Por Em Tempo Notícias (Foto: Marco Antônio/Secom Maceió)
Denunciar as tragédias sociais, eternizá-las na história com imagens, testemunhos, registrar a omissão do poder público usando como ferramentas uma filmadora e máquina fotográfica. Essa é a rotina do cineasta argentino quase brasileiro, Carlos Pronzato, radicado no Brasil e morador da cidade de Salvador na Bahia, desde o final dos anos 80, depois de andar por dez anos pela América Latina conhecendo gente, vivenciando o drama social da população em cada país. E ele garante que visitou todos os países latinos durante essa espécie de vida nômade e conheceu de perto as aflições do povo da América Latina.
É com essa bagagem e esse espírito libertário, como ele próprio diz, que Carlos Pronzato esteve em Maceió e durante alguns dias acompanhou de perto o drama dos moradores e empreendedores dos cinco bairros afetados por afundamento em consequência da mineração predadora de salgema pela Braskem. Um processo que estava ativo há 40 anos e deixa danos físicos, morais, emocionais e financeiros permanentes para 67 mil moradores, 4.500 empreendedores, 30 mil trabalhadores demitidos e 15 mil residências destruídas levando junto memórias, o passado e o futuro de todos os afetados.
Tudo que ele viu e ouviu foi transformado num documentário de 1 hora e 20 minutos; cujo título é “A Braskem passou por aqui: a catástrofe de Maceió”; com depoimentos, drama, sofrimento, omissão dos poderes constituídos, a sensação de impunidade das vítimas e o futuro incerto em relação as indenizações da Braskem, que segue ditando as regras em termos de valores, prazos, retirada de proprietários das casas e quase nenhum diálogo com os atingidos. Uma tragédia sem precedentes no mundo e que merece total atenção também da imprensa brasileira, ressalta o cineasta, mas tem passado despercebida.
O longa metragem será pré-lançado em São Paulo no dia 22 deste mês, às 19 horas no espaço Corp Tower, na rua Bela Cintra, 1.200, próximo a avenida Paulista, e será uma oportunidade para que o Brasil inteiro veja o que a exploração mineral predatória e sem a correta fiscalização dos órgãos públicos ambientais fez com uma das cidades cujo potencial turístico é um dos principais do nordeste. O lançamento em Alagoas deverá ser também nesse mês de julho, cenário da tragédia.

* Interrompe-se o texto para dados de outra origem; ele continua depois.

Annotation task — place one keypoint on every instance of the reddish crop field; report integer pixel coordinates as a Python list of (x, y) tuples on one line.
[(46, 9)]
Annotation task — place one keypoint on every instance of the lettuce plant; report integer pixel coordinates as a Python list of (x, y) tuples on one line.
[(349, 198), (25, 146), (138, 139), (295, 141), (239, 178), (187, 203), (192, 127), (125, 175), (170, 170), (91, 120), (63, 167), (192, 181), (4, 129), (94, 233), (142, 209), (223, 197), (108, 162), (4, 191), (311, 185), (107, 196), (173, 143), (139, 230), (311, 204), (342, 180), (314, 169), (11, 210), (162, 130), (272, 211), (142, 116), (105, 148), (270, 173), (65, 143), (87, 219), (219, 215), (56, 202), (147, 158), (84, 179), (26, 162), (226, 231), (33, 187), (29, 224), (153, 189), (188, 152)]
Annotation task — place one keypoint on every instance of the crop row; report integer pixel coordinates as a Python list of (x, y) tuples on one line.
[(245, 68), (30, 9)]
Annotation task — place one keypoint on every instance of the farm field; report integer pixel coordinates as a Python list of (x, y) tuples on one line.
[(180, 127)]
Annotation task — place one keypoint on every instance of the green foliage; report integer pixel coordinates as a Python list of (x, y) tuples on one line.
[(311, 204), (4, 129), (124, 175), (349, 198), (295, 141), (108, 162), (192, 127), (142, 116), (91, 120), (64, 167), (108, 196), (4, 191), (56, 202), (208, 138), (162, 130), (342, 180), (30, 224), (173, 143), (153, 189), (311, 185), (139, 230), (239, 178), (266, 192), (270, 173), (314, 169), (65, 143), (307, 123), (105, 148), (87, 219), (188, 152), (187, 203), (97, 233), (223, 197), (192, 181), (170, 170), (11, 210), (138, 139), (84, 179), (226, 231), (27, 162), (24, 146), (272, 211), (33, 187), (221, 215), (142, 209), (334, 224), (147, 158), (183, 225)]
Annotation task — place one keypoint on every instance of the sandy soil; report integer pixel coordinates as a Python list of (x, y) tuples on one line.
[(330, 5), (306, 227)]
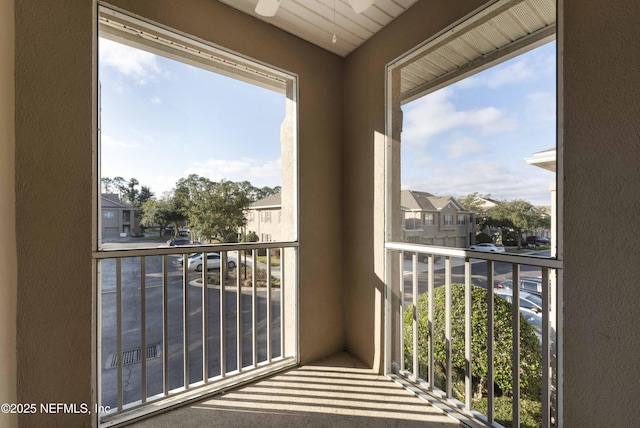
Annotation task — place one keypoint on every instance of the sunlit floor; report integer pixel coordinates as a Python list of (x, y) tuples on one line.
[(336, 392)]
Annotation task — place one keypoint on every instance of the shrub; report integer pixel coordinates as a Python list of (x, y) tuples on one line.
[(530, 363)]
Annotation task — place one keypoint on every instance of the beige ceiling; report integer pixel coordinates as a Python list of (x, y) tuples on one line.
[(313, 20)]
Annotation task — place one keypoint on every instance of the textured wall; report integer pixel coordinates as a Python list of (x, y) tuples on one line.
[(364, 104), (8, 257), (601, 109)]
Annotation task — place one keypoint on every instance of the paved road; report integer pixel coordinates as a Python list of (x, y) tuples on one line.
[(131, 315)]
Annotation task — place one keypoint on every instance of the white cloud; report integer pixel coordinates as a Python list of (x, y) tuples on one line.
[(435, 114), (140, 65), (257, 171), (511, 73)]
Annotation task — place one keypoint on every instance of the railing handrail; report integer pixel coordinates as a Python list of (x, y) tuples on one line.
[(529, 260), (107, 253)]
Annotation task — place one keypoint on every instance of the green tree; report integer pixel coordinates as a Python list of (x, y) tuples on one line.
[(518, 215), (163, 212), (530, 356)]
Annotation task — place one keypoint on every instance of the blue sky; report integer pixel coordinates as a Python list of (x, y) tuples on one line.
[(163, 120), (473, 136)]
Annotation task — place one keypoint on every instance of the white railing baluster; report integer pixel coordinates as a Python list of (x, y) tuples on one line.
[(430, 286), (165, 325), (254, 303), (223, 324), (401, 308), (239, 322), (490, 344), (546, 360), (268, 312), (515, 371), (414, 298), (447, 326), (205, 317), (445, 397), (119, 328), (467, 333), (185, 322)]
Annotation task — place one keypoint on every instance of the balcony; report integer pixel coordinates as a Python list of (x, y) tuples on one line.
[(159, 345), (336, 392)]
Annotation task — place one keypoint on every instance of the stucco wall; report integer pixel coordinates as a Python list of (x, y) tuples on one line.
[(601, 113), (54, 132), (363, 191), (319, 151), (54, 128), (600, 94), (8, 258)]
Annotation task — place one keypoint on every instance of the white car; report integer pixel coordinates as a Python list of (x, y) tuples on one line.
[(213, 262), (488, 248)]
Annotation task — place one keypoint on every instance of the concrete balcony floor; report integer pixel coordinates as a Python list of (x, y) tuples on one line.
[(336, 392)]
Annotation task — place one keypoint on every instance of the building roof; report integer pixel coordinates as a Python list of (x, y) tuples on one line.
[(413, 200), (273, 201), (112, 200)]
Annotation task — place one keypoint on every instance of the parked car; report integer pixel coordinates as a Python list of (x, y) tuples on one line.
[(527, 283), (489, 248), (537, 241), (527, 300), (213, 262)]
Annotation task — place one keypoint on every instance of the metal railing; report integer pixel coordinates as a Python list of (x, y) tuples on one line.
[(178, 323), (446, 326)]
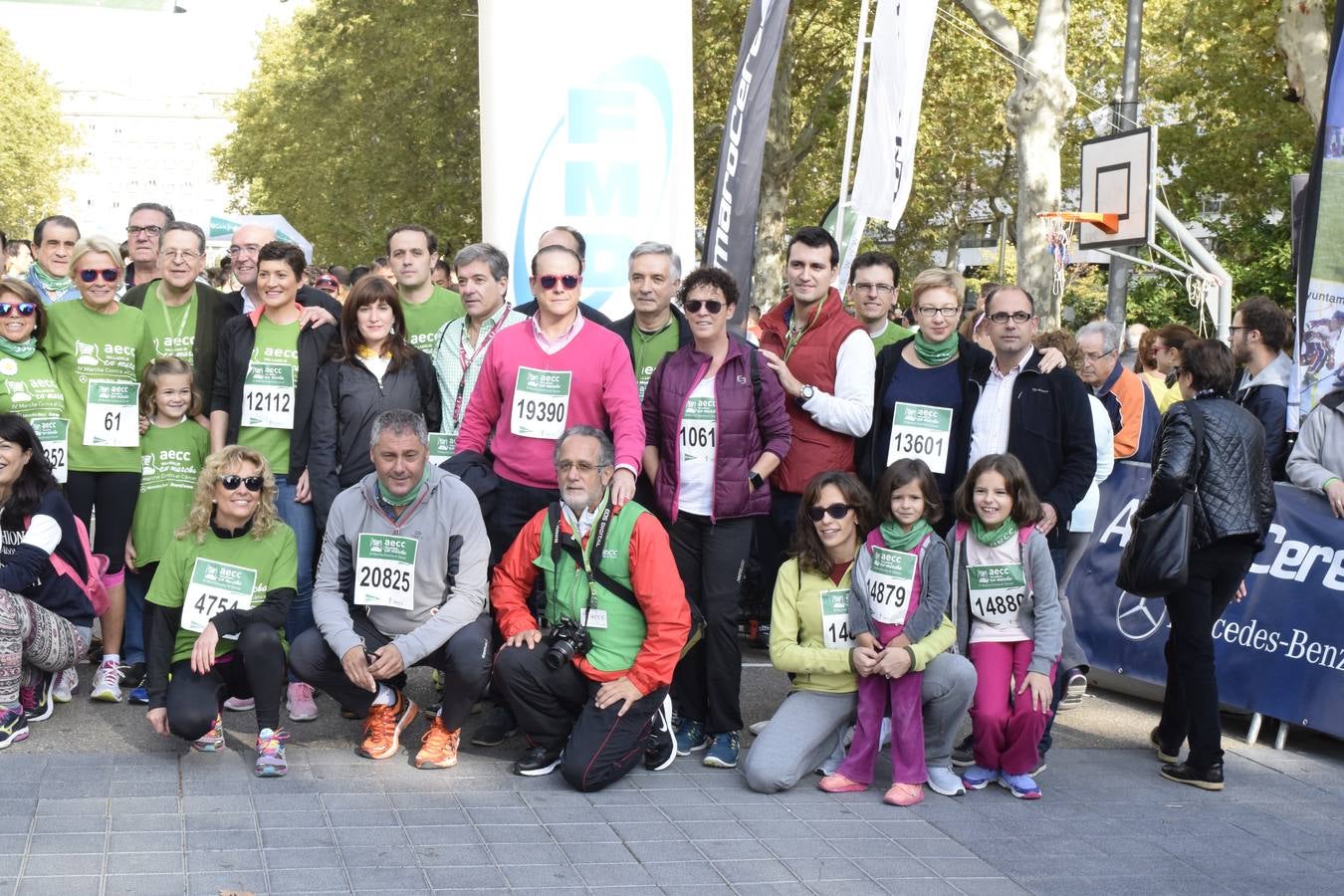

Carlos Pronzato é especialista no assunto e revela que gosta de circular nos espaços universitários, sindicais, entre os movimentos sociais. Ele já fez cerca de 80 documentários com os mais diversos temas como o MST – Movimento dos Sem Terra, Marighela, a vida do Padre Julio Lancelotti, a dívida pública brasileira, a luta pelo direito a água na Bolívia, as greves históricas no Brasil e na Argentina. Também documentou a ocupação de escolas paulistas pelos estudantes, a greve dos professores do Rio Grande do Sul, o assassinato de Mestre Moa na Bahia, num Brasil dividido politicamente.
Entre esses documentários, três feitos no Brasil chamam a atenção pela semelhança. São tragédias ambientais e sociais cuja responsabilidade é a ação do homem e abordam o rompimento da barragem da Vale do Rio Doce em Brumadinho, interior de Minas Gerais; o apagão no Amapá e o afundamento dos bairros de Maceió, Alagoas. Em todos, a negligência de empresas e governos e a lentidão da justiça. Uma espécie de trilogia da tragédia que tem como tema central a destruição de famílias, cidades, bairros e a indiferença dos envolvidos.
Vítimas da tragédia testemunham para o documentário
Carlos Pronzato destaca que fazer esses documentários não é “a nossa prioridade é preservar memórias, garantir o acesso e o registro a essas histórias, dar voz a injustiçados, a movimentos sociais”. O pré lançamento em São Paulo é uma forma de dar visibilidade nacional à tragédia em Alagoas que, ao contrário de Brumadinho e o Amapá, continua acontecendo, o solo continua afundando e ninguém sabe quando vai parar, e se terá mais pessoas atingidas.
A saga do cineasta argentino quase brasileiro, que também é diretor teatral, poeta e escritor, lhe rendeu vários prêmios nacionais e internacionais como o do Conselho Latino-Americano de Ciência Sociais – CLACSO em 2008 e o prêmio italiano Roberto Rosselini em 2009. No Brasil foi agraciado com prêmio Liberdade de Imprensa da Tribuna Livre no Rio de Janeiro, em 2019; melhor filme no Festival de Caraguases em Minas Gerais em 2020 e o prêmio Diretos Humanos da Ordem dos Advogados do Brasil do Rio Grande do Sul.